Introduction: Long‑term glucocorticoid (GC) therapy is the most common cause of secondary adrenal insufficiency (AI), which undiagnosed may lead to life‑threatening adrenal crisis.
Objectives: The aim of the study was to evaluate AI in patients treated long‑term with GCs, receiving a low maintenance dose (≤5 mg of prednisone or equivalent), namely, its prevalence and persistence, risk factors, and diagnostic accuracy of morning cortisol and dehydroepiandrosterone sulfate (DHEA‑S) levels.
Patients and methods: Adrenal function was evaluated in 40 patients before and after GC withdrawal and at least 1 year later. Based on morning cortisol levels and short Synacthen test, patients were divided into 3 groups: AI, intermediate (partial AI), and AS (adrenal sufficiency). Receiver operator characteristic curves were calculated to assess the diagnostic value of morning cortisol and DHEA‑S levels before GC withdrawal.
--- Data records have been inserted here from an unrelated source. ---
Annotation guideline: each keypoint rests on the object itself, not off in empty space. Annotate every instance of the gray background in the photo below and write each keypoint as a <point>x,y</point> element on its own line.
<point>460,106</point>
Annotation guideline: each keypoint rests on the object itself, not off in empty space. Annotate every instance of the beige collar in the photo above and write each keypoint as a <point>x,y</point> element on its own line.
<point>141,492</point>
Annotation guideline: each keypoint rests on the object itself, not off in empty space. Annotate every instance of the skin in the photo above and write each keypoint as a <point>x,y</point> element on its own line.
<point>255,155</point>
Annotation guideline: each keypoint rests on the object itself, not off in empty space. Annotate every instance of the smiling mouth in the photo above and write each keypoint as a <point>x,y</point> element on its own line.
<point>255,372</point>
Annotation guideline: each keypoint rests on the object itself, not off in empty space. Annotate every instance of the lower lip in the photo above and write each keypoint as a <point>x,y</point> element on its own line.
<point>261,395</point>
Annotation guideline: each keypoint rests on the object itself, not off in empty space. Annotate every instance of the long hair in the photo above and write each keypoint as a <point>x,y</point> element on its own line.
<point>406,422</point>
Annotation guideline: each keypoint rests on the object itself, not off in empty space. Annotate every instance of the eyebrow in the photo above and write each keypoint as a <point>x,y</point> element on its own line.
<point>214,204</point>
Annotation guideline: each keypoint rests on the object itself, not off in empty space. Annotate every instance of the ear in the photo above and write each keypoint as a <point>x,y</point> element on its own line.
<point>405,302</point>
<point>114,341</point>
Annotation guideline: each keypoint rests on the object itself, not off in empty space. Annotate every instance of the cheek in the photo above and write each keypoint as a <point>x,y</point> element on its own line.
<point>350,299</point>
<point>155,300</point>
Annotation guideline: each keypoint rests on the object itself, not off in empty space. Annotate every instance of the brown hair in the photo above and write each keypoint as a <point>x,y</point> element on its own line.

Results: Before GC withdrawal, 42.5% of patients had AI or partial AI, which together persisted in 64.3% of those patients after withdrawal. After more than a year, the adrenal function returned to normal only in 14% of patients. Cushingoid feature occurred more often in the AI group compared with the AS group (60% vs 13%; P = 0.03). Morning cortisol levels of 14.91 μg/dl or higher (411 nmol/l) gave 100% negative predictive value to rule out AI. Morning cortisol of 6.51 μg/dl or less (179.6 nmol/l) gave 100% positive predictive value to rule in AI. DHEA‑S proved to be a worse parameter for AI diagnosis.
Conclusions: AI is common in patients treated with GCs and may persist for years after GC withdrawal. Cushingoid features are associated with a higher risk of AI. Morning cortisol levels may facilitate AI diagnosis.